Cure - Three Imaginary Boys (Rhino/Fiction)
The 2nd of June 1979 and a band that would later become regulars to
the UK chart made their first appearance with the release of 'Three
Imaginary Boys'. The Cure, a band who had previously only had minor
success and none so far on a nationwide level released this album through
independent label Fiction. Tunes that featured the punkesque backdrop
of Tolhurst and Dempsey were illustrated by Smith's now familiar vocal
scrawl and this band were set to go from cult heroes to stadium fillers
in the space of a decade.
This time around, the Rhino label have released this album as a double
set featuring tracks taken from Robert Smith's own personal archive.

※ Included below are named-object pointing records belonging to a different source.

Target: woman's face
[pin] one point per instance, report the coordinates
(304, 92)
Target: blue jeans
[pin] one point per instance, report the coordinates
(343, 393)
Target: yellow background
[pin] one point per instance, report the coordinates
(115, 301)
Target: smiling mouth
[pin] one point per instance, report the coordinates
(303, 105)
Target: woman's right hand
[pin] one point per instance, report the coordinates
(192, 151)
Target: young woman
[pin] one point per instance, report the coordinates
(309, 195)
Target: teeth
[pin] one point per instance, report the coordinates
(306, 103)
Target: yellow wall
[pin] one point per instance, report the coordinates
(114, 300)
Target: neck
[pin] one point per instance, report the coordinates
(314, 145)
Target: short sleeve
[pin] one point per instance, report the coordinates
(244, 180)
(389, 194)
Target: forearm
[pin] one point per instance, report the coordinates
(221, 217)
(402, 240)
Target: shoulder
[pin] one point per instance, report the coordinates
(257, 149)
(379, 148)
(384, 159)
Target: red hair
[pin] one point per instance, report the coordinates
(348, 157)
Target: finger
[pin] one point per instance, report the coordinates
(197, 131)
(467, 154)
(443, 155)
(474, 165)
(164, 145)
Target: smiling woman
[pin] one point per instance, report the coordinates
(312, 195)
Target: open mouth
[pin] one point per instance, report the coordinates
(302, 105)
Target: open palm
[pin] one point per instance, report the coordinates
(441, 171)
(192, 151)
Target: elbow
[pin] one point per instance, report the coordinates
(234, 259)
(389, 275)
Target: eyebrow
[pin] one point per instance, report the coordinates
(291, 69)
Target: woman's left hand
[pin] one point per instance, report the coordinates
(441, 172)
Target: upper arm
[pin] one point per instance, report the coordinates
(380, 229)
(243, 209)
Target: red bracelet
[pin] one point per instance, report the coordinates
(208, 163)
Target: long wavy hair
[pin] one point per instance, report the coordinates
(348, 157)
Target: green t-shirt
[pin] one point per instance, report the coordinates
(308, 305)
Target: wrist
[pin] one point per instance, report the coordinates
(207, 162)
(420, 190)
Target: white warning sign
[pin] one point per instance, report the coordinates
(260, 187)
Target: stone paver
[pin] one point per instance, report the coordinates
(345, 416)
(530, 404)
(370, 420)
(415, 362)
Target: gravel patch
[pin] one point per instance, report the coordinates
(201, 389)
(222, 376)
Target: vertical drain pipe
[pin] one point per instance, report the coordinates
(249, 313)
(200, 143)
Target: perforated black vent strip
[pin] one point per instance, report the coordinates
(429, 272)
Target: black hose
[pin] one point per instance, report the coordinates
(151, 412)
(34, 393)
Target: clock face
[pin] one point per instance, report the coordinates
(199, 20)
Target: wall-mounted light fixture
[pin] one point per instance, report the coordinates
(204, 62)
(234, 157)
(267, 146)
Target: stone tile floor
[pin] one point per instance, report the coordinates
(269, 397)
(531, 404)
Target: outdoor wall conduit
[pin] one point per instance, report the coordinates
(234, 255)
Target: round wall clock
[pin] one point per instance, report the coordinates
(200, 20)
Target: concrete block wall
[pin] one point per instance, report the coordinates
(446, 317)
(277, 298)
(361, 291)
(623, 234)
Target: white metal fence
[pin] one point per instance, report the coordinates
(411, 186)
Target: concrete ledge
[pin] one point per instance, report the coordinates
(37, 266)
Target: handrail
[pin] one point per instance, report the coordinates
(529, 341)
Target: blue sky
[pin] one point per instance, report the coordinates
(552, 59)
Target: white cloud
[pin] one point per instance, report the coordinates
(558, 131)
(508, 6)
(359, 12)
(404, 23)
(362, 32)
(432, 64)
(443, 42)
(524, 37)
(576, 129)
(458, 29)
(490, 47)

Hours spent in punk clubs of the day, coupled with his own personal
teenage angst really do show when we come to listen to this album. A
hotchpotch of untrained riotous musicality perform upfront, but what
appears quite odd is the fact that the group are undoubtedly different
from their contemporaries and are set for more than the rigors of fashion
that punk experienced.
What is most interesting about this collected work is that we not only
get to hear live workings of familiar tunes taken from the original
album, but also hear for example, how a song like '10.15...' developed
from its original 'home demo' in 1978. This sees Robert performing this
tune apparently on his own, flanked by what I can only describe as a
'Bontempi' and rhythm offered up by something considerably less than
a 'full-kit'. It's these moments that help the listener connect with
the artist more so than was originally available from listening to this
album upon it's release. With rarities dating back as far as 1977 available
here, this release collects together tracks that were never before generally
available and is an album, that is for more than just the die-hard fan.